Ignore the wikipedia article, listen to _why, in a discussion of method_missing: “I don’t think the idea here is to save memory or speed. The idea behind metaprogramming is to teach Ruby your conventions and let it do some guessing, in order to save you some code.”

Don’t trust that _why and all his chunky bacon? Here’s David Black, equally reassuring:

One of the great accomplishments of Ruby is that its object and class model bring about a wonderful unity and simplicity. Even things that might seem like they should be hard or obscure are actually very transparent, once you have the hang of how the model works.Unfortunately, there’s a trend toward drawing an increasingly sharp line between regular programming and “metaprogramming” in Ruby discussions, where metaprogramming is understood to mean… well, I’m not sure what it’s understood to mean, the way it’s getting used in connection with Ruby, and that’s the problem.There’s no natural separation between programming and metaprogramming in Ruby, and no reason to make life harder by breaking them apart. The thrust of Ruby’s design is to dissolve complexities, so that even things that appear to be “wizardly” or full of “dark magic” actually make perfect sense in terms of a relative small number of underlying language principles.

So here’s your takeaway #{max gagging sound}: method_missing is cool. It’s metaprogramming. It’s used to save programmer time and typing, and to make DSLs or provide default behavior. Most famously in ActiveRecord dynamic finders. Metaprogramming is not scary, and method_missing, like other cool Ruby features, may or may not float your boat.

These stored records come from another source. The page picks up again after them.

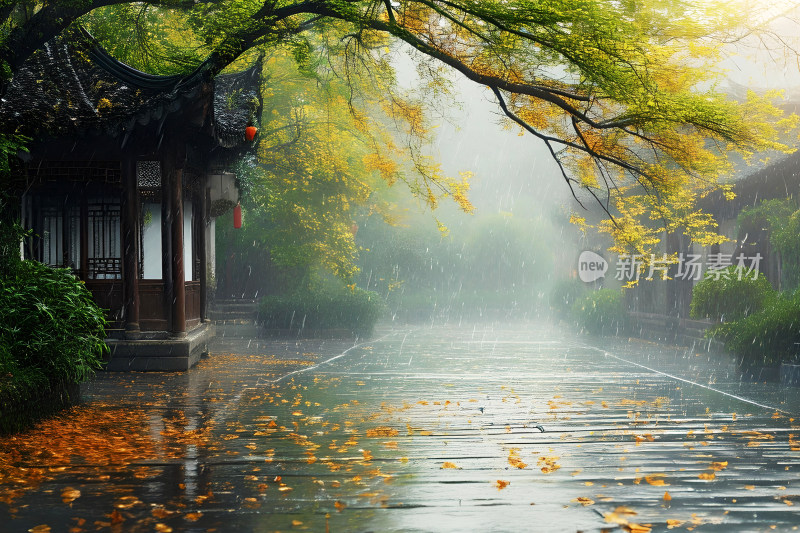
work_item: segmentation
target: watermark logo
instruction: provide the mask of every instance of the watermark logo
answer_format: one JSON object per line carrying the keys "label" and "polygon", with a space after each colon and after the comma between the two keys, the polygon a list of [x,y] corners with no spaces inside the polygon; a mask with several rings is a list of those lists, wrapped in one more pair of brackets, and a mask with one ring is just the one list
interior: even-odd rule
{"label": "watermark logo", "polygon": [[578,257],[578,277],[584,283],[591,283],[605,277],[608,271],[608,261],[603,256],[592,251],[584,250]]}

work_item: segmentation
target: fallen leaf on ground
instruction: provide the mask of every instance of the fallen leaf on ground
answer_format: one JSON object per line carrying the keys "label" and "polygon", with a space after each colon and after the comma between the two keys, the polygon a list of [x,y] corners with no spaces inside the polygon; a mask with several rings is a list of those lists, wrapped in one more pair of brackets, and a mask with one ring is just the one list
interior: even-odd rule
{"label": "fallen leaf on ground", "polygon": [[519,456],[519,448],[511,448],[508,451],[508,464],[515,468],[525,468],[527,463],[522,461],[522,458]]}
{"label": "fallen leaf on ground", "polygon": [[668,485],[669,483],[661,479],[664,476],[665,474],[650,474],[649,476],[644,476],[644,480],[647,481],[647,483],[649,483],[650,485],[655,485],[655,486]]}
{"label": "fallen leaf on ground", "polygon": [[64,503],[72,503],[81,497],[81,491],[67,487],[61,492],[61,501]]}
{"label": "fallen leaf on ground", "polygon": [[118,509],[114,509],[113,511],[111,511],[111,515],[109,515],[109,518],[111,518],[112,526],[121,524],[125,521],[125,517],[122,516],[122,513],[120,513]]}
{"label": "fallen leaf on ground", "polygon": [[117,503],[114,504],[114,507],[117,509],[130,509],[134,505],[138,505],[140,503],[142,502],[136,496],[123,496],[117,500]]}

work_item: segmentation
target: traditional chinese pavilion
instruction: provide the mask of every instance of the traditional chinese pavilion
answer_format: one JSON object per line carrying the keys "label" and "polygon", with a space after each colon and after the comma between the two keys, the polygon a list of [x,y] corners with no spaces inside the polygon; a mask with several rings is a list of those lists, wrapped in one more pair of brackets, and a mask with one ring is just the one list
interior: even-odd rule
{"label": "traditional chinese pavilion", "polygon": [[23,253],[71,268],[108,310],[109,369],[184,370],[207,351],[214,218],[238,201],[260,72],[154,76],[76,32],[0,102],[2,128],[32,139],[13,183]]}

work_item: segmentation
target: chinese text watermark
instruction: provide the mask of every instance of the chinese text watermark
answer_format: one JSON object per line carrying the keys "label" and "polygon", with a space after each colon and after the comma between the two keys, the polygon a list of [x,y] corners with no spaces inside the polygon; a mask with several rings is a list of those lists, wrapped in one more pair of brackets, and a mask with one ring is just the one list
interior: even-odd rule
{"label": "chinese text watermark", "polygon": [[[708,254],[703,262],[702,254],[678,254],[677,258],[667,254],[623,254],[617,259],[615,279],[637,282],[640,279],[681,279],[699,281],[701,279],[758,279],[763,259],[760,253],[748,256],[740,253]],[[730,269],[729,267],[734,267]],[[670,268],[672,271],[670,273]],[[608,262],[600,255],[584,251],[578,258],[578,275],[581,281],[590,283],[602,277],[608,270]]]}

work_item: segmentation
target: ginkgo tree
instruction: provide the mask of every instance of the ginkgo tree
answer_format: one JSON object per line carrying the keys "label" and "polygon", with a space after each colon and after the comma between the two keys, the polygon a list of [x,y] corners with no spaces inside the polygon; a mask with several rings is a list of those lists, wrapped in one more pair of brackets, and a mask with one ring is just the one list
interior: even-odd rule
{"label": "ginkgo tree", "polygon": [[[794,126],[767,96],[737,101],[719,89],[731,43],[757,35],[794,53],[756,23],[797,6],[746,0],[5,1],[0,92],[45,41],[115,5],[174,13],[212,76],[250,49],[313,40],[334,24],[345,64],[374,59],[387,39],[404,42],[433,79],[444,67],[488,87],[511,124],[546,144],[566,185],[596,199],[609,216],[600,228],[621,249],[644,251],[664,230],[717,241],[697,199],[721,186],[731,154],[786,150],[780,133]],[[153,44],[159,22],[132,23],[169,55]]]}

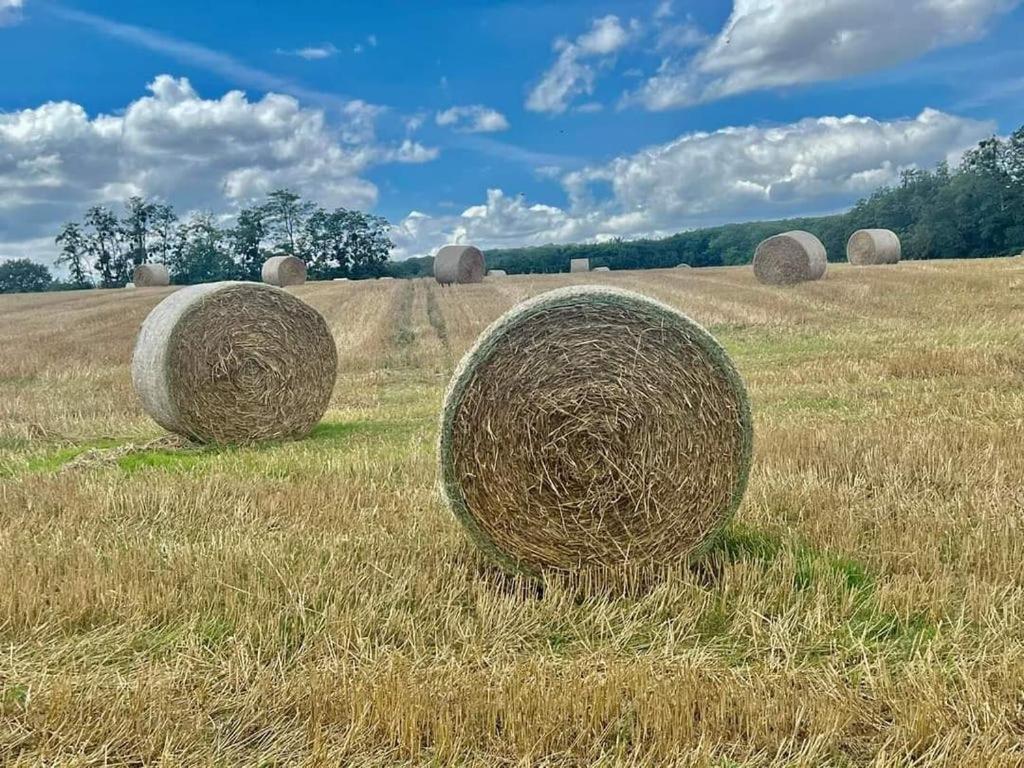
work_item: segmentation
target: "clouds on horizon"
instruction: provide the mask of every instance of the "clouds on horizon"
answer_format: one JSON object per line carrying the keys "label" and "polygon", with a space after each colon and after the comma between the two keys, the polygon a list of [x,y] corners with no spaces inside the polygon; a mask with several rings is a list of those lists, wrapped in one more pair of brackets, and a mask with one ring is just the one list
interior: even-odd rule
{"label": "clouds on horizon", "polygon": [[457,216],[414,211],[394,228],[395,255],[426,254],[445,242],[600,242],[828,212],[897,182],[907,168],[955,163],[994,130],[990,122],[926,109],[902,120],[819,117],[684,134],[564,175],[565,206],[494,188]]}

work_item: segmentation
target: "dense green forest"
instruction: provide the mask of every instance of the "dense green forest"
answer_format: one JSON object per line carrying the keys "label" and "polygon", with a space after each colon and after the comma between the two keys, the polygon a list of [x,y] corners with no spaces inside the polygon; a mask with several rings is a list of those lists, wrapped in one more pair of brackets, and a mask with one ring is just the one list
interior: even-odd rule
{"label": "dense green forest", "polygon": [[[653,269],[747,264],[757,244],[790,229],[813,232],[830,261],[846,260],[846,241],[858,229],[891,229],[906,259],[978,258],[1024,248],[1024,127],[1006,140],[987,139],[951,169],[904,171],[846,213],[814,218],[755,221],[696,229],[660,240],[616,240],[593,245],[542,245],[487,252],[489,269],[509,273],[565,272],[569,260],[591,267]],[[409,259],[392,270],[402,276],[431,274],[430,258]]]}
{"label": "dense green forest", "polygon": [[[569,259],[592,267],[652,269],[749,263],[757,244],[789,229],[817,235],[831,261],[846,258],[846,241],[861,228],[884,227],[900,236],[907,259],[979,258],[1024,248],[1024,127],[965,153],[955,168],[907,170],[850,211],[833,216],[757,221],[682,232],[660,240],[616,240],[593,245],[543,245],[487,252],[487,266],[509,273],[564,272]],[[0,293],[93,286],[117,287],[137,264],[159,261],[178,284],[259,280],[270,256],[293,254],[310,277],[419,277],[433,259],[388,261],[387,221],[361,211],[327,211],[290,190],[277,190],[239,211],[230,226],[210,214],[182,221],[166,204],[129,199],[118,216],[104,206],[68,222],[57,235],[57,263],[67,280],[54,282],[42,265],[24,259],[0,267]]]}

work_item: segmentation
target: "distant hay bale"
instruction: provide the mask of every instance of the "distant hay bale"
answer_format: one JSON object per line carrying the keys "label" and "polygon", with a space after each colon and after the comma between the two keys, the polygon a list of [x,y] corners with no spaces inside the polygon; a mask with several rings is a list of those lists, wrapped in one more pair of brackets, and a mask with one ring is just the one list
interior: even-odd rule
{"label": "distant hay bale", "polygon": [[590,259],[571,259],[569,261],[570,272],[589,272]]}
{"label": "distant hay bale", "polygon": [[434,279],[441,285],[483,282],[484,254],[472,245],[446,245],[434,257]]}
{"label": "distant hay bale", "polygon": [[139,264],[132,270],[132,282],[138,288],[157,288],[171,284],[166,264]]}
{"label": "distant hay bale", "polygon": [[594,267],[591,271],[592,272],[611,272],[612,268],[611,267]]}
{"label": "distant hay bale", "polygon": [[488,277],[508,277],[508,272],[504,269],[489,269],[487,270]]}
{"label": "distant hay bale", "polygon": [[391,277],[390,275],[382,275],[381,277],[378,277],[377,279],[378,280],[394,280],[395,278]]}
{"label": "distant hay bale", "polygon": [[768,285],[820,280],[827,267],[828,258],[821,240],[802,230],[769,237],[754,253],[754,274]]}
{"label": "distant hay bale", "polygon": [[295,256],[271,256],[263,263],[263,282],[284,288],[306,282],[306,262]]}
{"label": "distant hay bale", "polygon": [[846,243],[846,260],[858,267],[896,264],[901,255],[900,238],[890,229],[859,229]]}
{"label": "distant hay bale", "polygon": [[347,277],[336,277],[336,278],[334,278],[334,282],[336,282],[336,283],[347,283],[348,282],[348,278]]}
{"label": "distant hay bale", "polygon": [[125,283],[124,287],[125,288],[134,288],[135,287],[135,283]]}
{"label": "distant hay bale", "polygon": [[439,479],[505,567],[678,564],[729,520],[752,422],[726,352],[644,296],[572,286],[513,308],[452,377]]}
{"label": "distant hay bale", "polygon": [[312,307],[261,283],[206,283],[149,313],[132,381],[165,429],[204,443],[253,443],[309,432],[327,409],[337,365]]}
{"label": "distant hay bale", "polygon": [[692,264],[687,264],[685,261],[682,264],[676,264],[676,269],[693,269]]}

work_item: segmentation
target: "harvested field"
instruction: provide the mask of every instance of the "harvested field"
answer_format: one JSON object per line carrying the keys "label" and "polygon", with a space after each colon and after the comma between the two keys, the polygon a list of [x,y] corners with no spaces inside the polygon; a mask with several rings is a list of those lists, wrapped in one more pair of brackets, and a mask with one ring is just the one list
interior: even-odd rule
{"label": "harvested field", "polygon": [[[517,301],[640,291],[722,343],[750,484],[667,581],[536,584],[436,493],[454,365]],[[0,296],[0,765],[1024,764],[1019,261],[306,283],[306,440],[167,439],[172,288]]]}

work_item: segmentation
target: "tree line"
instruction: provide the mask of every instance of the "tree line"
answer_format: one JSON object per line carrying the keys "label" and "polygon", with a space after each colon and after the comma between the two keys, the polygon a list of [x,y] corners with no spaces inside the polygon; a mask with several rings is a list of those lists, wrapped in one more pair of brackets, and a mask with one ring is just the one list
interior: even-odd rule
{"label": "tree line", "polygon": [[147,262],[166,264],[179,285],[259,280],[263,262],[275,255],[302,259],[314,279],[369,277],[384,273],[393,247],[388,230],[379,216],[327,211],[288,189],[243,208],[227,227],[210,213],[181,220],[166,203],[131,197],[120,216],[97,205],[64,224],[56,263],[76,288],[123,286]]}
{"label": "tree line", "polygon": [[[660,240],[544,245],[487,252],[487,265],[509,273],[564,272],[569,260],[591,266],[651,269],[747,264],[757,244],[790,229],[805,229],[825,244],[831,261],[846,258],[846,241],[858,229],[891,229],[908,259],[977,258],[1024,249],[1024,126],[1006,139],[990,138],[969,150],[955,167],[906,170],[899,183],[833,216],[755,221],[681,232]],[[26,259],[0,264],[0,293],[93,285],[117,287],[137,264],[168,265],[171,279],[186,284],[211,280],[259,280],[275,254],[303,259],[313,279],[421,277],[433,274],[429,256],[388,261],[388,223],[378,216],[339,208],[326,211],[282,189],[239,211],[222,227],[211,214],[181,221],[171,206],[133,197],[118,216],[104,206],[57,236],[70,280],[54,283],[42,265]]]}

That’s cool, either way.

_why says: “I never use method_missing. Maybe twice. And both times I didn’t use it, regretted it, forcefully ejected the code from a moving vehicle, shed nary a tear.” Then he goes on to enumerate some of the very cool ways he’s seen method_missing used elsewhere, in non-_why code.

So: know it, love it, use it, hate it, kill it, eat it, break it, think it. As they say at Ari’s preschool: “Have fun, be safe, and USE YOUR IMAGINATION!” Matz wants you to.